- Michel Laperrière se confie sur la précarité
- Il a dû travailler ailleurs
- Il est président de La Fondation des artistes
- Une hausse de demandes
Dans un contexte où plusieurs artistes du milieu culturel dénoncent la précarité du métier, l’acteur Michel Laperrière, bien connu pour ses rôles marquants, notamment dans la série Indéfendable, s’est récemment confié sur les réalités parfois difficiles de sa profession.

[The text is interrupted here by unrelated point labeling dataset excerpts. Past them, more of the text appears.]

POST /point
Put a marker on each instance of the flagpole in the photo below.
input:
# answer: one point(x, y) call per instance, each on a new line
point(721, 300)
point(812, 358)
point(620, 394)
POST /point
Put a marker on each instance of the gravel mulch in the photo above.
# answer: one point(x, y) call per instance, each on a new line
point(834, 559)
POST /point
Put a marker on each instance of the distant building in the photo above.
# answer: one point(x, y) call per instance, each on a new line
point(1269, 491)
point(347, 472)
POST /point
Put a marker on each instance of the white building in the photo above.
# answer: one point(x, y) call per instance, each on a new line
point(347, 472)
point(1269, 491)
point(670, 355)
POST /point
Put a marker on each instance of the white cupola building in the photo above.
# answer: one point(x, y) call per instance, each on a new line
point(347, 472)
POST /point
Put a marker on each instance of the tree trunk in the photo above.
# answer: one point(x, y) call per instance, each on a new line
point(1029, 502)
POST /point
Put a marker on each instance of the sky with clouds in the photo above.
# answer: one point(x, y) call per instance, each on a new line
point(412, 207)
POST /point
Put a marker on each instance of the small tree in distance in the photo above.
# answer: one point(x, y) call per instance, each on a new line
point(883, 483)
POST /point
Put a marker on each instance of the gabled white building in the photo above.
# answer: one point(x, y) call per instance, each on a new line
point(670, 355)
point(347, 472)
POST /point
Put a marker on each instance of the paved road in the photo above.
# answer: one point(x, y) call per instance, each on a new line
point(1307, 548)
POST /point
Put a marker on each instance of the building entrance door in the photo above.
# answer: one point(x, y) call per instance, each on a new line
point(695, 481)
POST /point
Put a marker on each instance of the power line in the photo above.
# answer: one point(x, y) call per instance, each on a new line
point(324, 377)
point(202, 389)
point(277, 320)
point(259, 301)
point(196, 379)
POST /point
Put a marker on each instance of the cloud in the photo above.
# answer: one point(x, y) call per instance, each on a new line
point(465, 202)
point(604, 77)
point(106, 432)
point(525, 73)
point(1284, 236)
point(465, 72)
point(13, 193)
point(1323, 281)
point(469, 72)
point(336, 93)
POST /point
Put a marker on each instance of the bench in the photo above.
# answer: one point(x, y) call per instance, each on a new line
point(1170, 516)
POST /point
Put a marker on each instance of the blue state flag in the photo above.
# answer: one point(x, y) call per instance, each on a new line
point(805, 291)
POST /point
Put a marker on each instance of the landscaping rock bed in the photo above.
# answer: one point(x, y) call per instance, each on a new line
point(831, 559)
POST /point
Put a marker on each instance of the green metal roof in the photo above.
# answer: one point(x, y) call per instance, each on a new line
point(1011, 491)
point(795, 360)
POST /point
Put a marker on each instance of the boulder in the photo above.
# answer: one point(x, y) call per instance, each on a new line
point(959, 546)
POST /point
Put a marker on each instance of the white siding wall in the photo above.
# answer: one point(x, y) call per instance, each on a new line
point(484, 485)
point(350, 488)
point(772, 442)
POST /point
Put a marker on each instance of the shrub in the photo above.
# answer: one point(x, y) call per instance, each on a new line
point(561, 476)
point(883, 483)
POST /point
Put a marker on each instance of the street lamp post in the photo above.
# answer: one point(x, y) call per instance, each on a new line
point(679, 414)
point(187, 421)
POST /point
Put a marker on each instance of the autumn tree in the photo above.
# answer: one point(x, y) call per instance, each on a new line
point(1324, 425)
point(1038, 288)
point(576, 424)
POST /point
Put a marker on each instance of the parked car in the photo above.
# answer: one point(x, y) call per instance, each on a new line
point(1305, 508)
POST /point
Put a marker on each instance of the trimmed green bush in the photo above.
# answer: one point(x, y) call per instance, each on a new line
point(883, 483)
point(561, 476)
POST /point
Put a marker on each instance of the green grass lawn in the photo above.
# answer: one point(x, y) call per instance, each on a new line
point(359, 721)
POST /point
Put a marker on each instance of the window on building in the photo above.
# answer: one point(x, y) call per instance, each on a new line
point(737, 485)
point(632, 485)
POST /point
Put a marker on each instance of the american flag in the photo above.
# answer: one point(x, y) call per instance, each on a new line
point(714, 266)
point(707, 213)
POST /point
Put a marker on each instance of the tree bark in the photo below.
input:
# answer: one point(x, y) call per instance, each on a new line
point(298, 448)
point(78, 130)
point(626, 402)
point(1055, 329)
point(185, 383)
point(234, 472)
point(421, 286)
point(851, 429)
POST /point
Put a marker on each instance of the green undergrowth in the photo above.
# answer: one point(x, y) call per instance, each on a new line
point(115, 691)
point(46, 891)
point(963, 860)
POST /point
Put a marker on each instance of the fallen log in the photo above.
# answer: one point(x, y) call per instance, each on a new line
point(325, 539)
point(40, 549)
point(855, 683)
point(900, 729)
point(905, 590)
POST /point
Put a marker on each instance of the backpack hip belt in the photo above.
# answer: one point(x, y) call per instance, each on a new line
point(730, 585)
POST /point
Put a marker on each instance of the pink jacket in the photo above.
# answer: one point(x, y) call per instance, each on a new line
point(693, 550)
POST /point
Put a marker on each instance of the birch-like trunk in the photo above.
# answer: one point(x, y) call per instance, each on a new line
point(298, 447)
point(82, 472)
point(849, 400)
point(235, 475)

Invité à l’émission de radio d’Alexandre Dubé sur QUB, il explique avoir dû, à certaines périodes de sa vie, trouver d’autres moyens pour subvenir à ses besoins et à ceux de sa famille.
L’acteur revient notamment sur une période où il a choisi de retourner sur le marché du travail dans un tout autre domaine.
«Moi j’avais deux enfants qui étaient aux études à ce moment-là, bon, on mangeait à notre faim, mais la situation n’était pas formidable comme bien du monde pendant la pandémie. Fait que je suis allé travailler à l’usine et ça montrait aux enfants qu’il ne faut pas lâcher. Ce n’est pas parce qu’il y a des périodes qui vont bien qu’on est immunisé contre des périodes qui vont moins bien », a-t-il expliqué avec franchise.
Il ajoute que cette réalité n’est pas nouvelle pour lui. Dès la fin de ses études, et même quelques années plus tard, il a connu plusieurs périodes creuses durant lesquelles il a dû occuper différents emplois pour joindre les deux bouts. «Quand je suis sorti de l’école et même quelques années après, j’ai eu des périodes creuses où je suis allé travailler en restauration, j’ai fait de la peinture dans des maisons», raconte-t-il.
Ces confidences mettent en lumière un aspect souvent méconnu du métier d’acteur, où les périodes de succès peuvent alterner avec des moments plus difficiles, obligeant parfois à se réinventer professionnellement.
Dans sa discussion à la radio, Michel Laperrière se confie sur l’augmentation du nombre de demandes d’aide provenant d’artistes en situation de précarité. Pour découvrir l’ampleur de cette hausse, poursuivez votre lecture.

S’impliquer pour la cause
Michel Laperrière joue également un rôle important au sein de La Fondation des artistes, un organisme qui vient en aide aux artistes professionnels vivant des périodes de précarité financière. Impliqué depuis une dizaine d’années à titre de président, il constate de près l’évolution des besoins dans le milieu culturel.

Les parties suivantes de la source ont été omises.